Inclusive Peace & Transition Initiative
Research Project - Inclusive Agreement Implementation

© Filipino Muslims shout after hearing the Comprehensive Agreement on the Bangsamoro was signed in Mendiola Bridge, near the Malacanang presidential palace in Manila, the Philippines, 27 March 2014.

An abundant number of cases show that peace and transition processes regularly collapse in the implementation phase even if military and political elites strike an agreement. The frequent failure of elite deals has drawn researchers’ and policy-makers’ attention to the inclusion of a variety of societal and political actors in peace negotiations and political settlements. The continued implementation gap has also prompted renewed interest in the conditions for the successful implementation of peace agreements. However, the role of participation in complex implementation processes has so far received little scholarly attention.

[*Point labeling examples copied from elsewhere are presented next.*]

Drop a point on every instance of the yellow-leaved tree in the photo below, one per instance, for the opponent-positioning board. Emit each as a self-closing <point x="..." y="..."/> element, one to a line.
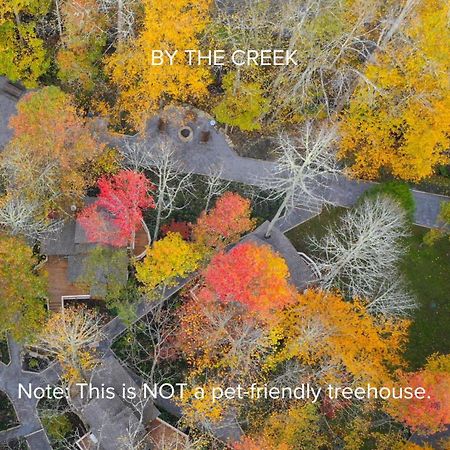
<point x="169" y="28"/>
<point x="399" y="121"/>
<point x="168" y="259"/>
<point x="337" y="338"/>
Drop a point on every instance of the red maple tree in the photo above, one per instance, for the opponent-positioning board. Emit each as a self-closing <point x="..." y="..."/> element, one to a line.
<point x="225" y="223"/>
<point x="251" y="274"/>
<point x="117" y="213"/>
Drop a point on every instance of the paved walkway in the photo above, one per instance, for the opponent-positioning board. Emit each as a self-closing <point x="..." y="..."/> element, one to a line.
<point x="202" y="158"/>
<point x="10" y="376"/>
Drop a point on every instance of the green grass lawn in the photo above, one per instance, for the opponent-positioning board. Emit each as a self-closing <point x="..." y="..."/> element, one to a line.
<point x="427" y="270"/>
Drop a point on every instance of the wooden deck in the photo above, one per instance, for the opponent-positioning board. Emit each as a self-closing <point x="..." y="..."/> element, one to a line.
<point x="58" y="283"/>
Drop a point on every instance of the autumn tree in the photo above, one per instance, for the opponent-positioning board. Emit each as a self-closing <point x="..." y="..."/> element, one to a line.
<point x="142" y="86"/>
<point x="361" y="253"/>
<point x="22" y="289"/>
<point x="116" y="214"/>
<point x="225" y="222"/>
<point x="23" y="54"/>
<point x="21" y="217"/>
<point x="242" y="106"/>
<point x="224" y="345"/>
<point x="432" y="413"/>
<point x="71" y="336"/>
<point x="399" y="122"/>
<point x="169" y="259"/>
<point x="332" y="41"/>
<point x="81" y="43"/>
<point x="442" y="230"/>
<point x="171" y="181"/>
<point x="348" y="344"/>
<point x="304" y="164"/>
<point x="47" y="160"/>
<point x="250" y="274"/>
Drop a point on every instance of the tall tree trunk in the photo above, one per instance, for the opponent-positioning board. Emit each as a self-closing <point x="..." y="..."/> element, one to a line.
<point x="276" y="216"/>
<point x="158" y="222"/>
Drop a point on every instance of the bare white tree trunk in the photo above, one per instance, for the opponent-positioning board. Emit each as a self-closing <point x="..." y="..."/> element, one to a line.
<point x="303" y="165"/>
<point x="360" y="255"/>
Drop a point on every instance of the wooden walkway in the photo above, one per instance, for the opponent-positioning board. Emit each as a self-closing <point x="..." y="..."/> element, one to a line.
<point x="58" y="282"/>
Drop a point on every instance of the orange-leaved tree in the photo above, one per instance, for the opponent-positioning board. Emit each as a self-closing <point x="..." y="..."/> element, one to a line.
<point x="250" y="274"/>
<point x="432" y="413"/>
<point x="47" y="159"/>
<point x="399" y="121"/>
<point x="115" y="216"/>
<point x="224" y="223"/>
<point x="338" y="338"/>
<point x="81" y="44"/>
<point x="22" y="289"/>
<point x="142" y="82"/>
<point x="71" y="336"/>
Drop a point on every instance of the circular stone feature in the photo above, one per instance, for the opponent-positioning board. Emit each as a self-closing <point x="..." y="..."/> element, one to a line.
<point x="185" y="134"/>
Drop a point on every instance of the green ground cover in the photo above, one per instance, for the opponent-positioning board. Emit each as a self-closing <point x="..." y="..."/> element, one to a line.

IPTI’s Inclusive Agreement Implementation research project, financed by the UNDP Oslo Governance Centre, explores conditions for societal and political participation and its effects on implementation processes.

Research objectives 

The Inclusive Agreement Implementation Research Project investigates the following central questions:

  • Through which modalities can societal and political groups who do not exert coercive and veto power over a peace or political transition process participate in the implementation of agreements?
  • What enables or constrains the ability of these actors to impact the implementation process?
  • What implications do different types of participation have for the prospects of successful implementation, and how can the impact of inclusion be understood and conceptualized? 

 

Methodology

The exploratory study undertakes a combination of overlapping and interdependent research steps and relies on qualitative methods. First, it develops a comprehensive analytical framework, drawing on the research literature as well as a screening of 32 empirical case studies on inclusion in peace and transition processes. Second, the study applies a qualitative comparative approach to 12 country cases to investigate the effects of a set of features of implementation mechanisms on the ability of civil society and non-armed actors to participate in and influence implementation processes. Third, a concise case study on inclusion in the implementation phase of the Mindanao peace process in the Philippines will investigate all the parameters entailed in the comprehensive analytical framework.

 

Outputs

The findings will be published in a report and an issue brief. IPTI and the UNDP Oslo Governance Centre will convene a workshop of scholars, policy-makers and civil society activists who will review the objectives, research plan, and findings. The study is expected to produce policy-relevant empirical insights on effective implementation and the roles various actors play in effective implementation, as well as on the conditions that are necessary to enable the inclusive implementation of peace and political transition processes.